- Other names: thin basement membrane disease; thin basement membrane nephropathy; thin membrane nephropathy; benign familial hematuria; TBMD; TBMN; TMN; BFH
- Specialty: Nephrology

= Thin basement membrane disease =

Thin basement membrane disease (previously referred to as "benign familial hematuria") is, along with IgA nephropathy, the most common cause of hematuria without other symptoms. The only abnormal finding in this disease is a thinning of the basement membrane of the glomeruli in the kidneys. Its importance lies in the fact that it has a benign prognosis, with patients maintaining a normal kidney function throughout their lives.

==Signs and symptoms==
Most patients with thin basement membrane disease are incidentally discovered to have microscopic hematuria on urinalysis. The blood pressure, kidney function, and the urinary protein excretion are usually normal. Mild proteinuria (less than 1.5 g/day) and hypertension are seen in a small minority of patients. Frank hematuria and loin pain should prompt a search for another cause, such as kidney stones or loin pain-hematuria syndrome. Also, there are no systemic manifestations, so presence of hearing impairment or visual impairment should prompt a search for hereditary nephritis such as Alport syndrome.

==Genetics==
The molecular basis for thin basement membrane disease has yet to be elucidated fully; however, defects in type IV collagen have been reported in some families.

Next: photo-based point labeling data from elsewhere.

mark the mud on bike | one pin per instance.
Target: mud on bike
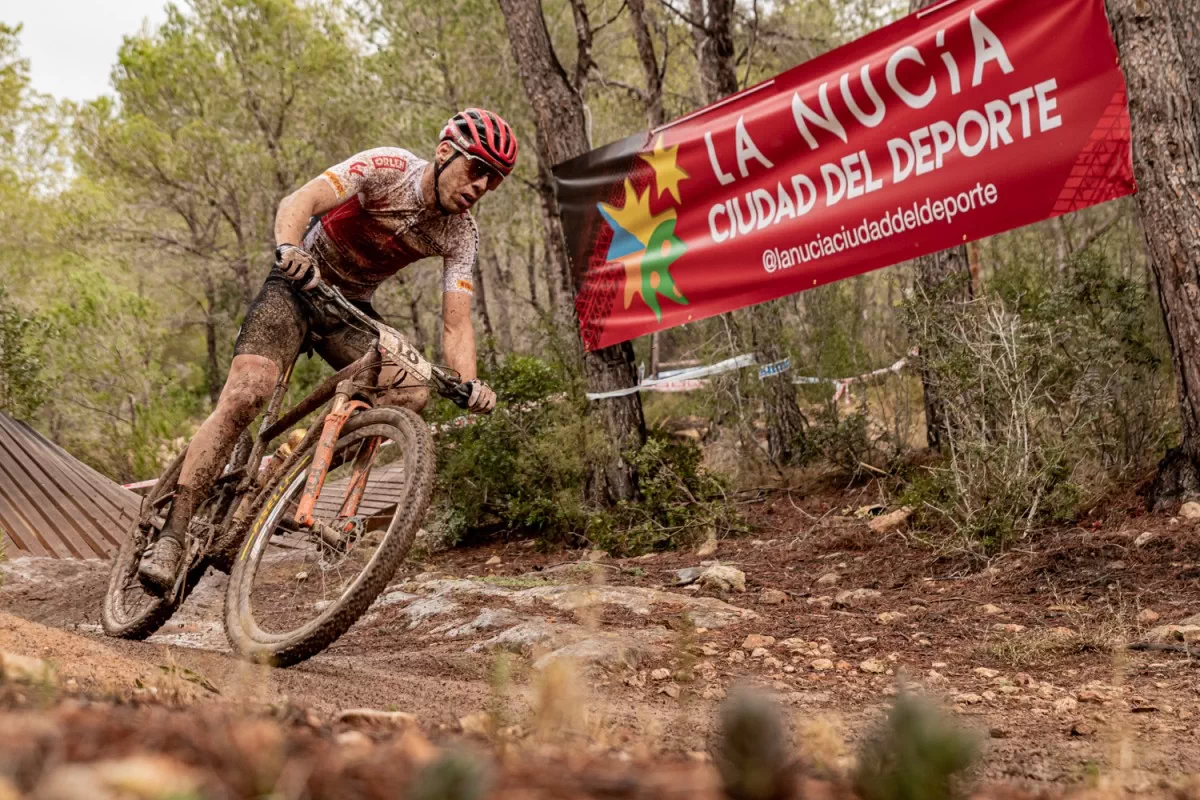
(305, 555)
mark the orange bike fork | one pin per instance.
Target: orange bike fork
(358, 485)
(343, 407)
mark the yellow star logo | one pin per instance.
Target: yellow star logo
(636, 218)
(667, 173)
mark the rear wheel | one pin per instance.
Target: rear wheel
(292, 591)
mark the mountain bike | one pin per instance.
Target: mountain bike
(311, 534)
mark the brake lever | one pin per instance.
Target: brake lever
(459, 395)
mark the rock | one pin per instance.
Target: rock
(756, 641)
(723, 578)
(705, 612)
(1149, 617)
(889, 522)
(353, 739)
(377, 719)
(856, 597)
(24, 669)
(487, 619)
(1066, 705)
(773, 597)
(477, 725)
(1186, 631)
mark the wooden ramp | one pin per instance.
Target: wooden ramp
(52, 504)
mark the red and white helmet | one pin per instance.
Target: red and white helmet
(483, 134)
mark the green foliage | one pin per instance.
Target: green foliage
(23, 383)
(523, 469)
(1050, 397)
(918, 753)
(454, 775)
(751, 753)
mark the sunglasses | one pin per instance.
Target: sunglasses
(479, 168)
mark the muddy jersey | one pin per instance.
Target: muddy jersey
(382, 226)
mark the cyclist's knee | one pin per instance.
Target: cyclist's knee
(250, 385)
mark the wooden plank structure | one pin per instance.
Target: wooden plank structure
(385, 486)
(52, 504)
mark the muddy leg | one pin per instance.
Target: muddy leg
(414, 397)
(250, 385)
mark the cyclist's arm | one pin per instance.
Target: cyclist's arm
(312, 199)
(457, 335)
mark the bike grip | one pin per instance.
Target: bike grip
(460, 395)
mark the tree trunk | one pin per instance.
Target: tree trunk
(1186, 17)
(562, 134)
(485, 312)
(1167, 160)
(933, 276)
(502, 301)
(713, 37)
(211, 364)
(532, 275)
(785, 421)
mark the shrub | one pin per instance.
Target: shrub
(918, 753)
(523, 470)
(1049, 398)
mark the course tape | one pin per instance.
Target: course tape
(688, 379)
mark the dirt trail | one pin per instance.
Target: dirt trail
(1021, 651)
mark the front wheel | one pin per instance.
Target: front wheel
(292, 591)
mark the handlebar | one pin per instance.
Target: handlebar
(444, 380)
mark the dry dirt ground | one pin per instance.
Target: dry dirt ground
(504, 644)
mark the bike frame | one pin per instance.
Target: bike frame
(345, 400)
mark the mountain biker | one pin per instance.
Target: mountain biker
(379, 211)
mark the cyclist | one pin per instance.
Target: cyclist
(379, 211)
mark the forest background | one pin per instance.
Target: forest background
(136, 228)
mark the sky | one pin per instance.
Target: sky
(72, 44)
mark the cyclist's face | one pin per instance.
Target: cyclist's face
(465, 180)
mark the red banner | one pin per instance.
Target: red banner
(958, 122)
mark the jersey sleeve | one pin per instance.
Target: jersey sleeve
(369, 173)
(460, 258)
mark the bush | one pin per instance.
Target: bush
(1049, 398)
(523, 470)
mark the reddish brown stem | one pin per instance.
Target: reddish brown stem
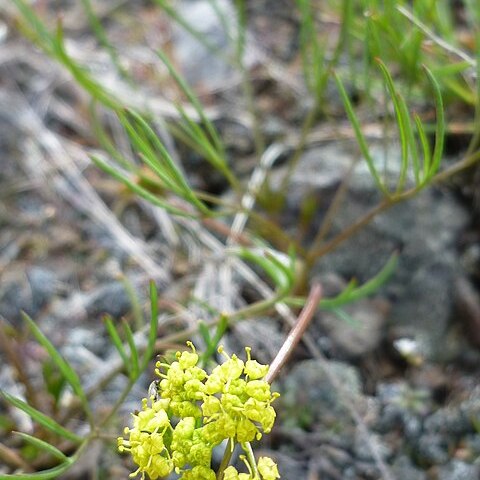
(296, 333)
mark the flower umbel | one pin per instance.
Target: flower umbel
(195, 411)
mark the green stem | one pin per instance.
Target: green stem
(227, 455)
(247, 447)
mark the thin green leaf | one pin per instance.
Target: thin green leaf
(410, 136)
(67, 371)
(353, 293)
(152, 336)
(440, 125)
(140, 191)
(51, 473)
(44, 38)
(345, 317)
(401, 119)
(427, 154)
(359, 135)
(194, 101)
(105, 142)
(199, 36)
(134, 301)
(81, 76)
(173, 171)
(102, 38)
(281, 275)
(117, 341)
(41, 418)
(42, 445)
(451, 69)
(135, 367)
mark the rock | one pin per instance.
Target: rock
(458, 470)
(208, 68)
(351, 340)
(308, 398)
(30, 294)
(424, 230)
(111, 298)
(403, 468)
(431, 450)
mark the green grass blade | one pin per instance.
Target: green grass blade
(201, 38)
(117, 341)
(195, 103)
(41, 418)
(370, 287)
(401, 121)
(43, 36)
(105, 142)
(42, 445)
(51, 473)
(134, 363)
(440, 125)
(173, 171)
(102, 38)
(281, 275)
(134, 301)
(345, 317)
(147, 154)
(353, 293)
(140, 191)
(427, 154)
(359, 135)
(67, 371)
(81, 76)
(410, 137)
(152, 335)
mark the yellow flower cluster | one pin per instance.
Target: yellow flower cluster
(267, 469)
(195, 412)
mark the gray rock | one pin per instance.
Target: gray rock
(403, 469)
(352, 340)
(308, 398)
(423, 230)
(432, 450)
(30, 294)
(208, 68)
(111, 298)
(458, 470)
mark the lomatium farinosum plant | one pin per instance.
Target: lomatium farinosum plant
(192, 412)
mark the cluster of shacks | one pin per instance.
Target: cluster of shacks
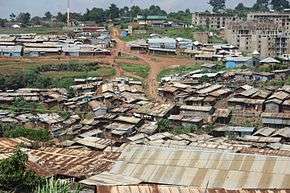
(110, 136)
(33, 45)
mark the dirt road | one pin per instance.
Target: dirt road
(156, 64)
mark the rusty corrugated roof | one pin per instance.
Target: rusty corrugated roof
(200, 168)
(177, 189)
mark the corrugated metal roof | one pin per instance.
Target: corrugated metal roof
(202, 168)
(72, 162)
(177, 189)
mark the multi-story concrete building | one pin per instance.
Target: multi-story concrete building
(214, 21)
(267, 37)
(282, 19)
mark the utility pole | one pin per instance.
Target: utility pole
(68, 12)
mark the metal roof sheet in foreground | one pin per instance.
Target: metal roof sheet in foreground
(176, 189)
(200, 168)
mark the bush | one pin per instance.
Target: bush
(163, 125)
(14, 175)
(57, 186)
(71, 66)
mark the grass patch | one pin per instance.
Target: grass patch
(178, 70)
(182, 32)
(101, 72)
(37, 30)
(15, 131)
(141, 70)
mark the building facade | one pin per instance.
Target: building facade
(282, 19)
(214, 21)
(266, 37)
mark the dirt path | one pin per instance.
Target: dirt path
(157, 64)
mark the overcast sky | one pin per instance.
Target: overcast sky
(39, 7)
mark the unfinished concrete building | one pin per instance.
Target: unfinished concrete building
(282, 19)
(214, 21)
(266, 37)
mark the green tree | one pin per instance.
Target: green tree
(3, 22)
(24, 18)
(48, 16)
(12, 17)
(261, 5)
(135, 10)
(279, 5)
(113, 11)
(14, 175)
(217, 5)
(240, 7)
(96, 14)
(125, 12)
(57, 186)
(36, 20)
(61, 17)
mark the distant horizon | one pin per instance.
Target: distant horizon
(39, 7)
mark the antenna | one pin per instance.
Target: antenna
(68, 10)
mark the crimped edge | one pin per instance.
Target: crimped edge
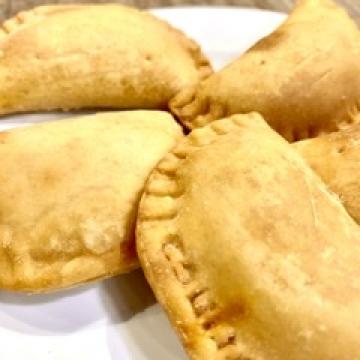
(160, 249)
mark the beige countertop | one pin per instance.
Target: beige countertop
(10, 7)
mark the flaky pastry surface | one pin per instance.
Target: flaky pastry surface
(303, 78)
(93, 56)
(246, 249)
(336, 158)
(69, 192)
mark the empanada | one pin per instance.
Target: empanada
(92, 56)
(304, 78)
(69, 196)
(248, 252)
(336, 158)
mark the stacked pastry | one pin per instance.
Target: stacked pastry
(249, 237)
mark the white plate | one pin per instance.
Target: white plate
(118, 319)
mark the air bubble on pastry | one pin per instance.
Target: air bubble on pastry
(69, 196)
(92, 56)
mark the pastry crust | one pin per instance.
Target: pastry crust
(303, 78)
(69, 196)
(92, 56)
(336, 159)
(247, 251)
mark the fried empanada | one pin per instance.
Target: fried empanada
(304, 78)
(93, 56)
(69, 196)
(247, 250)
(336, 158)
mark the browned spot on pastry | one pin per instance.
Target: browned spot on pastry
(270, 42)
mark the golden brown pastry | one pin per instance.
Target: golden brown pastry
(247, 250)
(88, 56)
(336, 158)
(69, 196)
(304, 78)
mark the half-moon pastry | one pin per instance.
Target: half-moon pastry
(93, 56)
(304, 78)
(336, 158)
(247, 250)
(69, 196)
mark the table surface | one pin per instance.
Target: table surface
(10, 7)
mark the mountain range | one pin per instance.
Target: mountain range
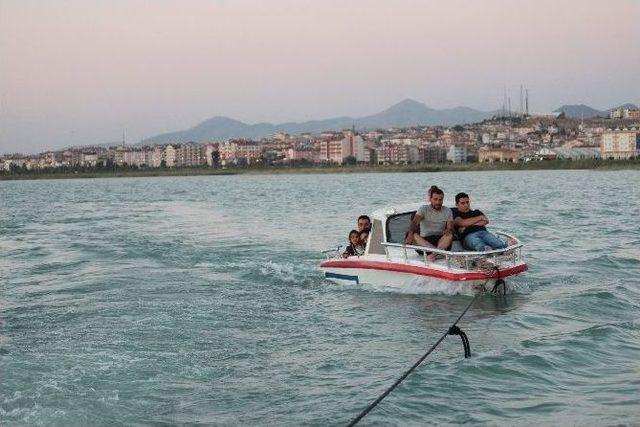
(403, 114)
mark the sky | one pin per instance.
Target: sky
(81, 72)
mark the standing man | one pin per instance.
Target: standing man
(364, 223)
(435, 223)
(471, 227)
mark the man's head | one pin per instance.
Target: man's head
(354, 237)
(436, 197)
(462, 202)
(364, 223)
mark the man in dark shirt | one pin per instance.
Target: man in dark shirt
(471, 227)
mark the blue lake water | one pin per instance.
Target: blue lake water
(198, 300)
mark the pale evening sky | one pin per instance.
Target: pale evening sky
(83, 71)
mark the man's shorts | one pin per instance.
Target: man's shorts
(433, 239)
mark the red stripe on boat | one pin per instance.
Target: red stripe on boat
(425, 271)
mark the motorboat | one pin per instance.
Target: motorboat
(388, 262)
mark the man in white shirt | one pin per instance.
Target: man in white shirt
(435, 223)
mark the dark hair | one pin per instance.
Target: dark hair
(461, 196)
(364, 217)
(435, 190)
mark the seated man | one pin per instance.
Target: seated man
(435, 222)
(470, 225)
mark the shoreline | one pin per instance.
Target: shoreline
(589, 164)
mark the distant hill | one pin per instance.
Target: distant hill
(402, 114)
(581, 110)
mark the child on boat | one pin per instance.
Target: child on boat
(364, 236)
(354, 245)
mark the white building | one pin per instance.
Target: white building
(457, 153)
(620, 143)
(169, 156)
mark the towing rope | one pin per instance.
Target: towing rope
(453, 330)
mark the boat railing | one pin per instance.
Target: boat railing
(514, 251)
(333, 252)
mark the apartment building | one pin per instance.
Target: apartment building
(620, 143)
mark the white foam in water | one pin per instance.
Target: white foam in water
(425, 287)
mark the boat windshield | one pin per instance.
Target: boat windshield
(397, 226)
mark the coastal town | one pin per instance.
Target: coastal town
(517, 138)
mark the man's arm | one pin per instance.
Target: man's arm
(449, 227)
(413, 227)
(474, 220)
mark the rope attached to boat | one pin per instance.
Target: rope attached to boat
(453, 330)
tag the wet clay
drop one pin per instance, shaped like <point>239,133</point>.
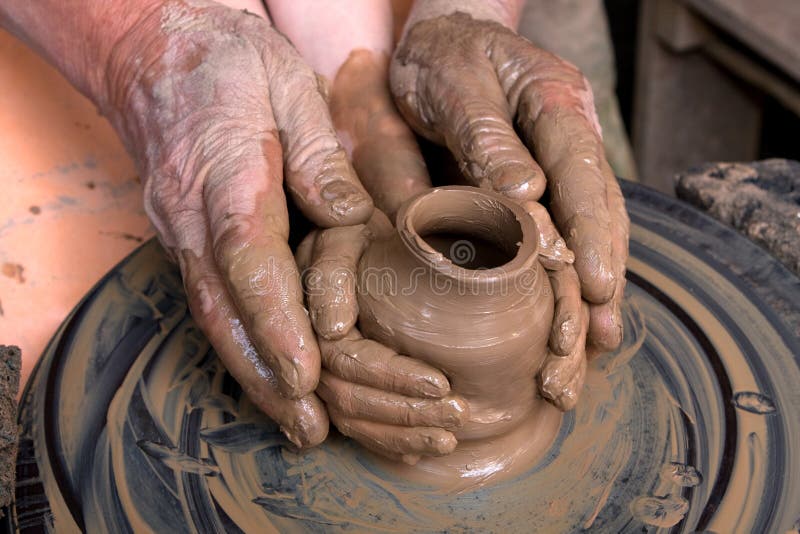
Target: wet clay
<point>132,423</point>
<point>459,286</point>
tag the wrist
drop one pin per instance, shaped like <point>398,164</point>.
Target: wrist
<point>505,12</point>
<point>78,42</point>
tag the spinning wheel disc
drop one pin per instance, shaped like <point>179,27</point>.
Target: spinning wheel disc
<point>131,423</point>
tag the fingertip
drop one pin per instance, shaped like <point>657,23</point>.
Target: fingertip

Some individuals with TBMD are thought to be carriers for genes that cause Alport syndrome.
==Diagnosis==
Thin basement membrane disease must be differentiated from the other two common causes of glomerular hematuria, IgA nephropathy and Alport syndrome. The history and presentation are helpful in this regard:
- In Alport syndrome, there is often a family history of kidney failure, which may be associated with hearing impairment. Also, males tend to be more affected as Alport syndrome is X-linked in most cases.
- In IgA nephropathy, episodes of frank hematuria are more common, and a family history is less common.

A kidney biopsy is the only way to diagnose thin basement membrane disease. It reveals thinning of the glomerular basement membrane from the normal 300 to 400 nanometers (nm) to 150 to 250 nm. However, a biopsy is rarely done in cases where the patient has isolated microscopic hematuria, normal kidney function, and no proteinuria. The prognosis is excellent in this setting unless the clinical manifestations progress, as occurs in most males and some females with Alport syndrome and many patients with IgA nephropathy.

==Treatment==
Most patients with thin basement membrane disease need only reassurance. Indeed, this disease was previously referred to as "benign familial hematuria" because of its usually benign course. Angiotensin converting enzyme inhibitors have been suggested to reduce the episodes of hematuria, though controlled studies are lacking. Treating co-existing hypercalciuria and hyperuricosuria will also be helpful in reducing hematuria.

The molecular basis for thin basement membrane disease has yet to be elucidated fully; however, defects in the gene encoding the a4 chain of type IV collagen have been reported in some families.

==Prognosis==
Overall, most people with thin basement membrane disease have an excellent prognosis. Some reports, however, suggest that a minority might develop hypertension.

Thin basement membrane disease may co-exist with other kidney diseases, which may in part be explained by the high prevalence of thin basement membrane disease.